Подобные мысли, только совсем с другой – радостной, эмоциональной окраской всякий раз посещали меня, когда я с восхищением наблюдал по телевидению, а случалось что и вживую, за эпизодами из жизни некоторых представителей фауны: львов и тигриц, медведей, волков. Мне всегда нравились крупные животные. А из птиц – или разноцветные тропические пичуги, или величественные хищники, как орлы, ястребы, беркуты. Но цаплей, теперь я это точно знал, в следующих моих воплощениях, если же, конечно, реинкарнация существует, я бы не хотел быть, ни при каких обстоятельствах.

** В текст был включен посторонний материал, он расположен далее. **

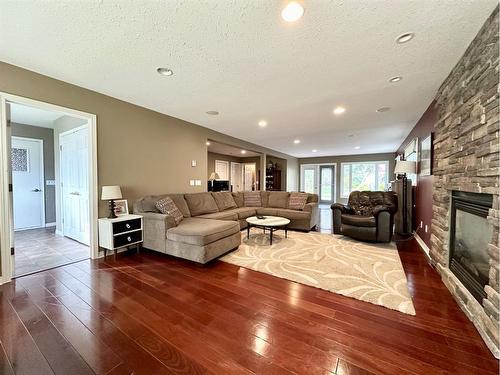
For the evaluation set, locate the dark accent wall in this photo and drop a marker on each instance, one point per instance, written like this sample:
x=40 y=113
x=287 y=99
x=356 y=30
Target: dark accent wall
x=47 y=135
x=422 y=193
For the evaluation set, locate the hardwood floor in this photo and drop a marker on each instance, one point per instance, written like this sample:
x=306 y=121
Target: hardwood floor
x=153 y=314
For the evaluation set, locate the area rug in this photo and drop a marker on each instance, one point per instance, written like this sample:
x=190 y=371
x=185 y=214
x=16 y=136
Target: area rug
x=368 y=272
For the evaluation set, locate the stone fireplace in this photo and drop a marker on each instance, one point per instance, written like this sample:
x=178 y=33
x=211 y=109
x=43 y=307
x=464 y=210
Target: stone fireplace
x=465 y=236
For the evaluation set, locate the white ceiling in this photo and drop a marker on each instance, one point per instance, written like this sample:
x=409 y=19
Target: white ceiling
x=221 y=148
x=241 y=59
x=22 y=114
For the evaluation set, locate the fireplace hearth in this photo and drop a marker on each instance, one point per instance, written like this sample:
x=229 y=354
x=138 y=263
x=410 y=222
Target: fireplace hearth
x=470 y=234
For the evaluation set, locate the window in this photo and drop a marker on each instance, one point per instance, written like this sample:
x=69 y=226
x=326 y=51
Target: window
x=222 y=169
x=364 y=176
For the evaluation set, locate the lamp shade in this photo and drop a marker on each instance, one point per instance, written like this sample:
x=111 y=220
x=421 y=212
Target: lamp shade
x=111 y=192
x=405 y=167
x=213 y=176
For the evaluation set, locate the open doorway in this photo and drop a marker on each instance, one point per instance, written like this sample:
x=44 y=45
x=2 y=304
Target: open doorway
x=240 y=168
x=49 y=164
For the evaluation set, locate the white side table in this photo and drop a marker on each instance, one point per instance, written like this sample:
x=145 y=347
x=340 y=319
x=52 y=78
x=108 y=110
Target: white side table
x=123 y=231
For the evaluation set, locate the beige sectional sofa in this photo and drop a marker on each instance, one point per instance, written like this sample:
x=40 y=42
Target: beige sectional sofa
x=208 y=228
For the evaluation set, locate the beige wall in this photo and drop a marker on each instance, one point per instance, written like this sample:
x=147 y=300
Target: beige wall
x=390 y=157
x=143 y=151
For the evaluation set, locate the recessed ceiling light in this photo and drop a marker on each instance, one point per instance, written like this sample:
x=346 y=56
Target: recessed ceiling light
x=339 y=110
x=404 y=38
x=165 y=71
x=292 y=12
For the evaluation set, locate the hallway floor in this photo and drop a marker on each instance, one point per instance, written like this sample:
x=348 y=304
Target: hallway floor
x=40 y=249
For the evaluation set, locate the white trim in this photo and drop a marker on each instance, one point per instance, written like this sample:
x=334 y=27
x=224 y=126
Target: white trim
x=342 y=195
x=42 y=175
x=5 y=224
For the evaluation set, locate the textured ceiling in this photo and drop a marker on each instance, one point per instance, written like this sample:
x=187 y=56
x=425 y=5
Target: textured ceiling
x=22 y=114
x=239 y=58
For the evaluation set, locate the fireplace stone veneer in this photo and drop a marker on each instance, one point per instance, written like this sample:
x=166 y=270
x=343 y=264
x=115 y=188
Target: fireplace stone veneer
x=466 y=158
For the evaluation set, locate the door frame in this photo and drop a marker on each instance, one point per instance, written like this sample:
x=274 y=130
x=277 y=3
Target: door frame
x=317 y=179
x=42 y=175
x=5 y=204
x=59 y=183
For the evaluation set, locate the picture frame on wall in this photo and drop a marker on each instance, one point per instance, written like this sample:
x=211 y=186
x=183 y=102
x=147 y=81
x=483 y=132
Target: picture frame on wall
x=426 y=156
x=121 y=207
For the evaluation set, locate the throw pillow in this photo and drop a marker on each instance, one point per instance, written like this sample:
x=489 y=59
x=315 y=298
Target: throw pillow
x=224 y=200
x=168 y=207
x=252 y=199
x=297 y=201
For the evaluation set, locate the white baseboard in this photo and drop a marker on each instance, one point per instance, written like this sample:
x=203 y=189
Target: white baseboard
x=423 y=245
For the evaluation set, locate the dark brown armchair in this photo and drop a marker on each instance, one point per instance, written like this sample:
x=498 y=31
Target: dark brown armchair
x=368 y=216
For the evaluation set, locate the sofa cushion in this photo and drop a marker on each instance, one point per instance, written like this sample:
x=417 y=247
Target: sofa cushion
x=243 y=212
x=297 y=201
x=167 y=206
x=278 y=199
x=252 y=199
x=359 y=220
x=238 y=199
x=200 y=232
x=226 y=215
x=293 y=214
x=224 y=200
x=201 y=203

И вторая картина из вчерашних воспоминаний: это могильно холодный, сырой и смертельно опасный эфир, по которому двигалась шхуна. В тот момент у меня пронеслось в голове: окажись я по какой-то причине за бортом кораблика, ну мало ли, зазевался, вертел головой, рассматривая разноцветное небо и берега, слишком близко подошел к борту, качнуло, не удержался… эти тяжелые и безжалостные волны проглотят меня в тот же миг. Я даже пикнуть не успею, никто и искать меня не будет. Не будут, потому что не успеют. Все произойдет мгновенно – быстро и безмолвно. Забортная чернота просто замкнется над головой непредусмотрительной жертвы. А у меня не будет сил и желания барахтаться в воде – бездонность океанской пучины и черное покрывало ночи, раскинутое над ней, уже парализовали мою волю. Жертва уже готова к закланию.
* * *
День пролетел незаметно. В сопровождении Елены, выполнявшей одновременно две функции – гида и переводчика, я посетил лишь малую часть из того, что так красочно расписывают туристические сайты: и величественный пик Виктория, и аутентичную деревню Аббердин, и живописнейшую Бухту Отпора, а также многочисленные монастыри и храмы, торговые кварталы и рынки, парки и знаменитые на весь мир небоскребы. От массы нахлынувших впечатлений во второй половине дня я почувствовал усталость и решил несколько сбить темп своего знакомства с городом, тем более что завтра у меня для этого оставался еще целый день.
Мое намерение изменить свою сегодняшнюю туристическую программу Елена встретила с пониманием: «Желание клиента за его деньги – закон!» и на прощанье, следуя своей, по всей видимости, всегдашней иезуитской привычке, снова заинтриговала меня:
– Обязательно поужинайте в «Джамбо»!
– …«Джамбо», это что? Ресторан? Где… – выкрикнул я несколько запоздало, высунувшись из номера в коридор. Однако за бывшей соотечественницей уже мягко сомкнулись позолоченные створки лифта.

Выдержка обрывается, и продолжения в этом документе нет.